Specialist Mongolian developer Asia Pacific Investment Partners to launch December IPO in London
Hong-based real estate firm, APIP, plans full listing of its share capital on London’s alternative investment market
Asia Pacific Investment Partners (APIP), the Hong Kong-based real estate developer, is to launch a full initial public offering in London next month, on the SME-dominated alternative investment market (AIM).
The company, which invests and develops properties primarily in Mongolia, has applied to list its entire share capital to trade on AIM, which allows smaller firms more flexibility than London’s main stock market.
APIP plans to use the funds raised, on further expansion of its real estate portfolio, including Mongolia’s middle-income residential market and providing mortgage loans to individuals and businesses in Mongolia, according to Lee Cashell, its chief executive officer, for which it has a licence.
Further down the line there could also be expansion into Myanmar and other emerging markets.
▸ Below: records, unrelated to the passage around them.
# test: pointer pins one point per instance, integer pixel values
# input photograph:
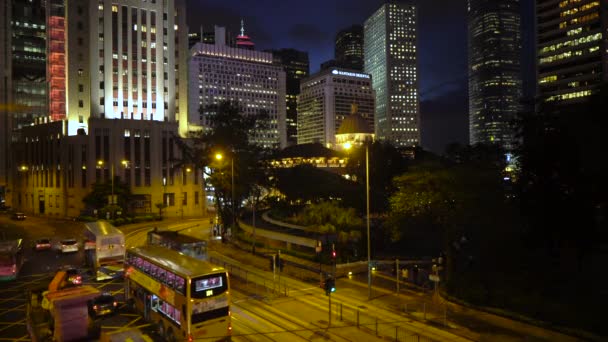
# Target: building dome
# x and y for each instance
(354, 130)
(353, 124)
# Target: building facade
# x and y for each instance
(23, 62)
(117, 103)
(123, 60)
(495, 75)
(326, 99)
(56, 170)
(572, 48)
(349, 48)
(247, 77)
(5, 99)
(390, 54)
(296, 66)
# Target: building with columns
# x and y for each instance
(117, 106)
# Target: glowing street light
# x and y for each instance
(219, 156)
(348, 146)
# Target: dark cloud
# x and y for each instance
(444, 120)
(307, 34)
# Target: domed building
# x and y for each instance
(354, 130)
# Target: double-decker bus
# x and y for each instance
(188, 299)
(11, 258)
(188, 245)
(104, 248)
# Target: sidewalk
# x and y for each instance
(464, 321)
(474, 324)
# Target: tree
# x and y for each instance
(562, 179)
(447, 203)
(101, 191)
(327, 185)
(385, 162)
(229, 133)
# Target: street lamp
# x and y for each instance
(347, 146)
(219, 156)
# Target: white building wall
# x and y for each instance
(247, 77)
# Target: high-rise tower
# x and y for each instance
(120, 61)
(296, 66)
(572, 49)
(495, 80)
(349, 48)
(390, 57)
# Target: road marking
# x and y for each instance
(133, 321)
(21, 322)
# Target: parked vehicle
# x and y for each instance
(69, 246)
(73, 275)
(19, 216)
(104, 250)
(42, 244)
(105, 304)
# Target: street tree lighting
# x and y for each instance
(219, 156)
(348, 146)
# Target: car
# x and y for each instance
(73, 276)
(105, 304)
(42, 244)
(19, 216)
(68, 246)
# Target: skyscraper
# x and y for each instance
(326, 100)
(572, 45)
(349, 48)
(495, 79)
(5, 98)
(124, 61)
(296, 66)
(117, 99)
(222, 73)
(23, 63)
(390, 43)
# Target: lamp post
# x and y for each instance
(347, 146)
(165, 199)
(219, 156)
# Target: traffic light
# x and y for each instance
(330, 286)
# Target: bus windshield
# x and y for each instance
(209, 286)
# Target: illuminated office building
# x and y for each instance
(326, 100)
(495, 79)
(247, 77)
(121, 61)
(23, 63)
(349, 48)
(572, 48)
(390, 43)
(117, 75)
(5, 98)
(296, 66)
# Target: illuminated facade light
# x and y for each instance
(572, 49)
(247, 77)
(326, 100)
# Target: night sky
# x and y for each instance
(311, 25)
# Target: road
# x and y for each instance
(255, 317)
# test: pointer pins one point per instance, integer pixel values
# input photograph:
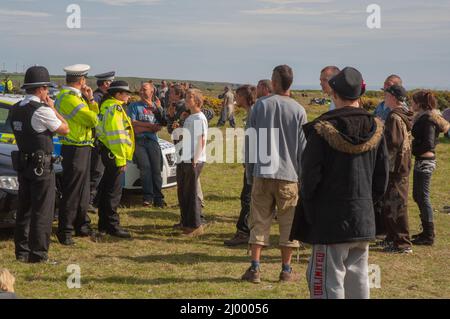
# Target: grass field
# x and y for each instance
(157, 263)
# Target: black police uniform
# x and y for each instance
(97, 167)
(33, 162)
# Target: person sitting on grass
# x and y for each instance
(190, 164)
(7, 285)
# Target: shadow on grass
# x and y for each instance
(157, 214)
(218, 198)
(123, 280)
(196, 258)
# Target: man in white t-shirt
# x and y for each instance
(34, 122)
(191, 159)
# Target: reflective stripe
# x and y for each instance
(64, 138)
(119, 141)
(58, 102)
(74, 111)
(124, 132)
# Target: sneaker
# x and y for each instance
(383, 243)
(286, 276)
(252, 275)
(193, 232)
(120, 233)
(161, 204)
(65, 240)
(92, 209)
(177, 226)
(398, 250)
(423, 241)
(146, 203)
(240, 238)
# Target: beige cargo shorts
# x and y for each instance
(266, 195)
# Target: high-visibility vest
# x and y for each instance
(115, 131)
(9, 87)
(81, 117)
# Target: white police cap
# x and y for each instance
(77, 69)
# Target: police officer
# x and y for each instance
(8, 86)
(116, 141)
(103, 82)
(76, 103)
(34, 121)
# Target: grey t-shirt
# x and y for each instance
(278, 124)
“We have spent the last 15 years in the Mongolian market,” Cashell said. “We believe the group is now well positioned to capitalise on the strong growth opportunities in the Mongolian economy.”
APIP’s revenue rose in the first half of the year to US$1.36 million compared with US$1.02 million in the same period last year.
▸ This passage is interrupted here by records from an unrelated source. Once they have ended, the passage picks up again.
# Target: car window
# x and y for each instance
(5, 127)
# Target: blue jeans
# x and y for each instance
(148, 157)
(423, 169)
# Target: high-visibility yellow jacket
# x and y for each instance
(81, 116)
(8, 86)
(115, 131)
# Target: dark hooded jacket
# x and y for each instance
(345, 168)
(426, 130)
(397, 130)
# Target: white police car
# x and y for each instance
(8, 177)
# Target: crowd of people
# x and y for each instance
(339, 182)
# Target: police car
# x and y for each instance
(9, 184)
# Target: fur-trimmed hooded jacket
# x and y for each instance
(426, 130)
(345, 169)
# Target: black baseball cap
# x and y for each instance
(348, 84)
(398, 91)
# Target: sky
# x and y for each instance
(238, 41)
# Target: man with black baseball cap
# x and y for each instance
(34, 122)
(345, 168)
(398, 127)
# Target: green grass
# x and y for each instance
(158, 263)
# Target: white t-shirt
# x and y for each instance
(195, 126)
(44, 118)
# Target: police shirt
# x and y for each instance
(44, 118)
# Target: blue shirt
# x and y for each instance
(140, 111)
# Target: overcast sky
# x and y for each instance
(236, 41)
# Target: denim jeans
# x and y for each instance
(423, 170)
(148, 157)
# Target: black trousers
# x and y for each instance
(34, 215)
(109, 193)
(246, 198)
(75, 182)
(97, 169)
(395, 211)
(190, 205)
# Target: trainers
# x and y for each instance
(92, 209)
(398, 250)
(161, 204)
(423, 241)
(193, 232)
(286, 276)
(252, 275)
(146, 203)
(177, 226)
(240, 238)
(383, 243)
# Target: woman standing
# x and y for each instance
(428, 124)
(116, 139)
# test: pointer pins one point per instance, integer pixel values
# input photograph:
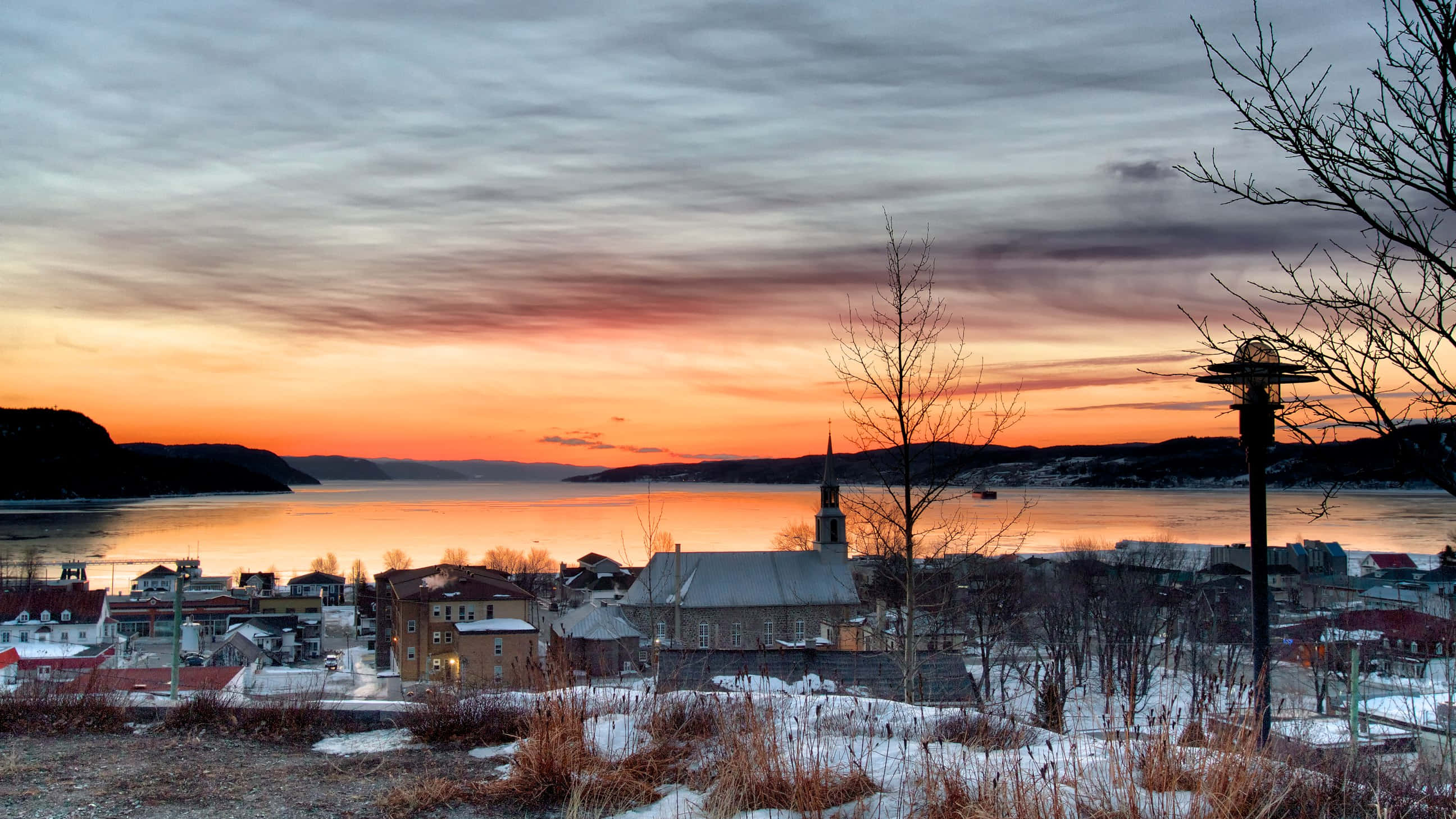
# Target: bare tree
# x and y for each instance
(328, 565)
(794, 538)
(1378, 324)
(918, 413)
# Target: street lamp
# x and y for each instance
(1254, 378)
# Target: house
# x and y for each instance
(153, 681)
(750, 599)
(1376, 562)
(596, 639)
(420, 607)
(594, 577)
(289, 604)
(9, 668)
(319, 584)
(151, 614)
(491, 652)
(54, 662)
(54, 614)
(260, 584)
(290, 638)
(159, 579)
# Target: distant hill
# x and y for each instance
(338, 468)
(260, 461)
(501, 470)
(1179, 462)
(417, 471)
(58, 454)
(344, 468)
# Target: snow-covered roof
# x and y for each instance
(495, 626)
(747, 579)
(38, 650)
(596, 623)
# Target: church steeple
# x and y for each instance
(829, 522)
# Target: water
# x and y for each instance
(363, 519)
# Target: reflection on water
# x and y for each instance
(362, 519)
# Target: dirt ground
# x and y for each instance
(210, 777)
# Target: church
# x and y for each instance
(758, 599)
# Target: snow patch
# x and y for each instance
(366, 742)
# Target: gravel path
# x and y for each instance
(208, 777)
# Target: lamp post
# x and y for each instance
(1254, 378)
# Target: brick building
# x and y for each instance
(418, 611)
(750, 599)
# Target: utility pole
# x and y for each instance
(1354, 703)
(184, 572)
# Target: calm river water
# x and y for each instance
(363, 519)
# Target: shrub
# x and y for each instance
(47, 709)
(476, 719)
(980, 731)
(296, 719)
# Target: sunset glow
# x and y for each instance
(545, 236)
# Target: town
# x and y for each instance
(1081, 640)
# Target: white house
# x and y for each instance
(54, 616)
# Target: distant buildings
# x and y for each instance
(750, 599)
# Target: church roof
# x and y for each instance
(747, 579)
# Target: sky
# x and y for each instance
(616, 232)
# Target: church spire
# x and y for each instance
(829, 464)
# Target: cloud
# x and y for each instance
(1148, 171)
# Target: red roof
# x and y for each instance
(191, 678)
(1393, 560)
(85, 607)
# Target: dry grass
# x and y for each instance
(421, 795)
(469, 719)
(750, 773)
(44, 709)
(982, 732)
(301, 719)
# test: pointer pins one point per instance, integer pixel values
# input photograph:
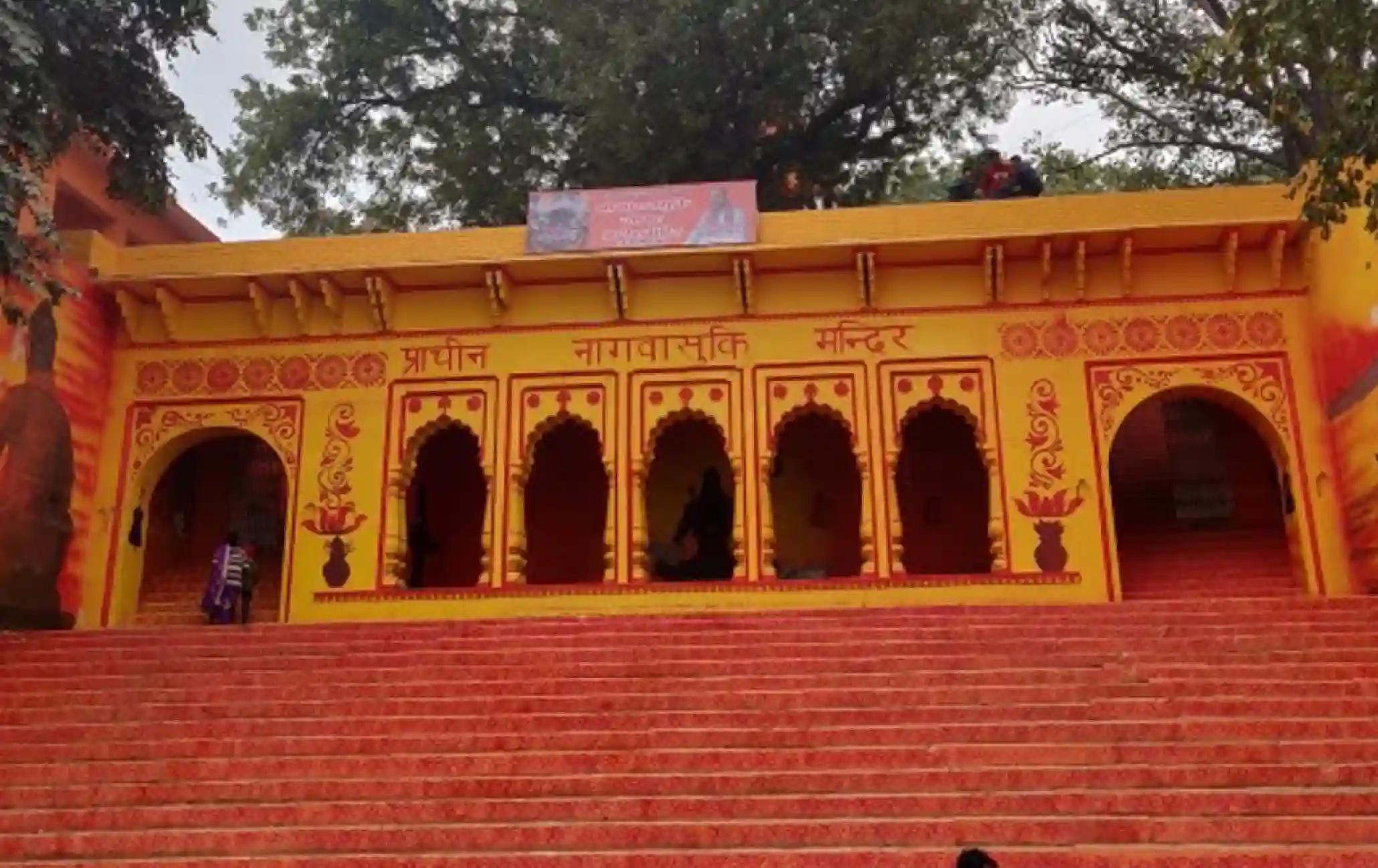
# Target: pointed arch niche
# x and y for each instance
(448, 532)
(815, 502)
(156, 437)
(682, 427)
(1246, 401)
(563, 504)
(441, 471)
(945, 484)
The company has developed around 53,000 square metres of real estate across five developments in the country’s capital Ulaanbaatar, and holds eight plots of land on which it believes it can build a further 450,000 square metres.
Its real state assets in Mongolia were estimated to be worth US$312.8 million, according to DTZ Cushman & Wakefield.
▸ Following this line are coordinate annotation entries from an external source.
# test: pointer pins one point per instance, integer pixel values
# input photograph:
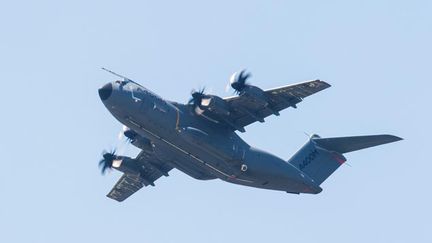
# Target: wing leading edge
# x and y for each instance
(128, 184)
(245, 111)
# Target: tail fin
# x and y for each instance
(320, 157)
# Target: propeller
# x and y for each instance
(238, 81)
(106, 162)
(196, 99)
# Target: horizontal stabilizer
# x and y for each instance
(348, 144)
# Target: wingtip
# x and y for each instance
(393, 138)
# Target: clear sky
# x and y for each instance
(376, 55)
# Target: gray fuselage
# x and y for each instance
(198, 146)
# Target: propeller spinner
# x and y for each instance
(238, 81)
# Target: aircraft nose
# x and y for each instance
(105, 91)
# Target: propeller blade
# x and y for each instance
(106, 162)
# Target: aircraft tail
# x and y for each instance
(320, 157)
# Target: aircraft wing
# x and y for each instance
(244, 110)
(128, 184)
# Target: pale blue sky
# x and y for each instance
(376, 54)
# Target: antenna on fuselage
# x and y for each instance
(125, 79)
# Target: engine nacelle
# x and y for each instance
(126, 165)
(138, 141)
(255, 95)
(215, 105)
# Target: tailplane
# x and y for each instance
(320, 157)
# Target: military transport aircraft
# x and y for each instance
(199, 138)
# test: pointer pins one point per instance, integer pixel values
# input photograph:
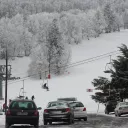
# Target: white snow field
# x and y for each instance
(76, 80)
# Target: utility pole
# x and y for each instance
(6, 80)
(23, 88)
(110, 68)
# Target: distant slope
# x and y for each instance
(77, 79)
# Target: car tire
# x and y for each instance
(8, 125)
(106, 112)
(45, 122)
(70, 120)
(118, 115)
(85, 119)
(50, 122)
(36, 125)
(73, 121)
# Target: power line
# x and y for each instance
(73, 64)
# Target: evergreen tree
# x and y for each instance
(118, 84)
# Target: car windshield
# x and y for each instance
(76, 104)
(26, 105)
(66, 99)
(123, 103)
(57, 104)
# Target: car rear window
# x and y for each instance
(26, 105)
(66, 99)
(57, 104)
(76, 104)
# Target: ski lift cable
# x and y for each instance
(73, 64)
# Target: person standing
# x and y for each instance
(33, 97)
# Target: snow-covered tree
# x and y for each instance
(109, 18)
(53, 55)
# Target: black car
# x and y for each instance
(110, 106)
(58, 111)
(22, 111)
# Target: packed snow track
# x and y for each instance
(94, 121)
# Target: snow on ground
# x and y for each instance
(74, 83)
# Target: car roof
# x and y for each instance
(22, 100)
(75, 102)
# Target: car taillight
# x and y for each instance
(45, 111)
(8, 113)
(84, 109)
(36, 113)
(68, 110)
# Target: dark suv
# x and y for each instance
(110, 106)
(22, 111)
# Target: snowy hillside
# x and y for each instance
(77, 79)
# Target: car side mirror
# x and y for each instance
(39, 108)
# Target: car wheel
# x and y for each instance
(50, 122)
(36, 125)
(45, 122)
(70, 120)
(8, 125)
(106, 112)
(73, 121)
(85, 119)
(118, 115)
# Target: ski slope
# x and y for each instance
(75, 81)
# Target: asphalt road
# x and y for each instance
(94, 121)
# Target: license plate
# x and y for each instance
(22, 113)
(56, 112)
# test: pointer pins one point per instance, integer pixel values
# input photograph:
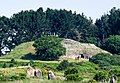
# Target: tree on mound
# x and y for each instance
(113, 44)
(49, 48)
APIP said it has “strong growth underpinned by current and near-term projects, future planned projects and development and growth of prime land bank at attract cost”.
“Cashell first indicated back in October 2012 he planned to float the company in Hong Kong by early 2014, but did not clarify why they ultimately decided to list in London.
Hong Kong still leads the world’s IPO market, but unlike London Stock Exchange it operates under the principle of “one share, one vote”, which prevents companies with a dual-class structure from floating their shares.
Hong Kong represented 22 per cent of worldwide listing funds in the first nine months of the year with 40 issuers, according to Thomson Reuters data. London accounted for 3.6 per cent with nine IPO issuers.